There - I'm happy to defend Alcazar as long as he doesn't spend all his presidency playing chess with his aide-de-camp and giving him jaundice!
Ladybird
Member
#22 · Posted: 3 Oct 2011 04:56
I think that Hergé is trying to leave us a message.

The contrast between those panels seems deliberate and there are other ways he could have a frame of them leaving San Theodoros. As for Alcazar I do think that he’s better than Tapioca. He shows himself willing to go to run risks to help his friends, but he doesn’t seem like a great leader from what we saw of him in The Broken Ear, and I think that the ending of Picaros is meant to suggest that he won’t be any time soon.
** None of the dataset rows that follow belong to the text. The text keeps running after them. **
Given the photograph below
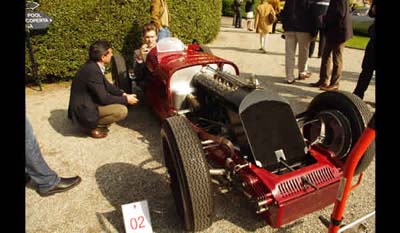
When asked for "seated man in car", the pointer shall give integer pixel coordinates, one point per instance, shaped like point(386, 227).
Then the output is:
point(141, 71)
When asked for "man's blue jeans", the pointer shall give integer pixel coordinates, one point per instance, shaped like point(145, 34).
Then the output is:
point(35, 166)
point(163, 33)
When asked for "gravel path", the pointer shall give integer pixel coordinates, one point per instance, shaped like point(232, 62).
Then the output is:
point(127, 165)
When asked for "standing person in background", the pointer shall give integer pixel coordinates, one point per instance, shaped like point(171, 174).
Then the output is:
point(338, 29)
point(160, 17)
point(141, 71)
point(249, 7)
point(37, 170)
point(263, 23)
point(276, 4)
point(94, 102)
point(369, 60)
point(238, 13)
point(318, 10)
point(298, 26)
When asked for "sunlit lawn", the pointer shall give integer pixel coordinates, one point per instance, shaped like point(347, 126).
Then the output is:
point(357, 42)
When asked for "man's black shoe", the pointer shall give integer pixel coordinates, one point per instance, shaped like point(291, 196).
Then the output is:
point(64, 185)
point(27, 179)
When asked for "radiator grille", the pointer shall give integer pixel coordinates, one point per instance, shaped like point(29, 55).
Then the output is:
point(295, 185)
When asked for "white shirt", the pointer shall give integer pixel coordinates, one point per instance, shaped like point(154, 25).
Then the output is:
point(102, 67)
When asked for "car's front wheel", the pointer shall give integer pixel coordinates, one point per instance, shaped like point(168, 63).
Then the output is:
point(335, 120)
point(189, 173)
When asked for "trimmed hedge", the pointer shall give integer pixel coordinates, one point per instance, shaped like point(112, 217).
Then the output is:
point(63, 47)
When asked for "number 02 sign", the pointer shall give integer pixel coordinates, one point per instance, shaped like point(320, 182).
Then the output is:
point(136, 217)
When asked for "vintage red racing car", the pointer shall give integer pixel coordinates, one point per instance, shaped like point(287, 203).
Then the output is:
point(216, 125)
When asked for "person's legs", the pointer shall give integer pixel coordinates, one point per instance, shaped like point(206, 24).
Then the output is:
point(238, 19)
point(35, 166)
point(304, 40)
point(325, 67)
point(337, 57)
point(368, 67)
point(274, 26)
point(290, 50)
point(263, 41)
point(321, 44)
point(111, 113)
point(311, 49)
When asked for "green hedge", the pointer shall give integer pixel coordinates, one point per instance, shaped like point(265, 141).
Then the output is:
point(63, 47)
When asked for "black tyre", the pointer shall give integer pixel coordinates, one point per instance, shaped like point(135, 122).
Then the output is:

As to Peggy I think (though her being Bazarov’s daughter is non canonical) it makes sense, at least he seems like a trophy husband to me.
snowy_1001
Member
#23 · Posted: 4 Oct 2011 15:06
Andrew:
There - I'm happy to defend Alcazar as long as he doesn't spend all his presidency playing chess with his aide-de-camp and giving him jaundice!

lolz.. point to be noted!!! :D
Pharaoh
Member
#24 · Posted: 24 Oct 2011 18:34
This specific bit is what I show people who see my Tintin collection for the first time and make a comment about them being "kids' books". I just pull out a copy of The Picaros and show them the two plates and they soon know that it's way more sophisticated than they originally thought, and afterwards I might take it a step further and tell them about the political significance of the 1938 version of Black Island and what Hergé was pointing at in Ottokar’s Sceptre, etc.

I can say that usually people leave with great admiration of what they had just called "kids' books" an hour earlier :)
gorfdota
Member
#25 · Posted: 8 Nov 2013 18:36
Is it just my impression or do General Alcazar and the Picaros indeed look rather like Che Guevara and his band of guerillas? As for General Tapioca and his military machine, including his henchmen, they look just like psychotic right wing regimes are suposed to look. And Latin America at the time contained quite a few of these. But Herge neatly reversed the backing, so now Alcazar is backed by what is supposed to be the West (United Fruit Company) and Tapioca by the East (Borduria). To augmnent the joke, Alcazar in the end proves just as vain and bombastic as Tapioca by announcing that Tapiocapolis will now become Alcazaropolis, thereby foreshadowing the final image of the book.

I wonder, could the Woody Allen film Bananas have been an influence on the Picaros?
hadtins
Member
#26 · Posted: 8 Mar 2014 09:46
Alcazar certainly is a politician. What I mean to say is that Alcazar agrees to no bloodshed very resentfully and only when assured of the anti-alcoholic medicine. Moreover, he always fights for becoming a general, another fact proving that he is by no means selfless. But perhaps he is just a bit too hasty about most of his thoughts, thinking simply of his own profit.
Yet, I also agree as Andrew said, it takes few more days to change the lives of people. But, in most cases, we see that only, as stated earlier, the power and a few rules change, but the economic condition of the inhabitants more or less remain the same. It becomes just a question of coming to power. I must say, I don't think of Alcazar any more than I do of Tapioca. If there is going to be any change in the condition of the poor mites displayed in the two pictures, I guess it will be done if and only if Tintin tells him to look into it;)
MaxBird
Member
#27 · Posted: 25 May 2014 20:01
There is no particular reason to stay with Alcazar and help him to seize power. I mean, wouldn't it be easier just to go home and plan out something there? Alcazar clearly is not any kind of philanthropist.
BlackIsland
Member
#28 · Posted: 7 Aug 2014 17:00
Politics aside I always thought this was the book Herge kind of had Tintin mature as he himself was more mature and it was reflected in the narrative and too an extent the artwork. Whenever I read it especially as I too got older I always thought it was kind of sad.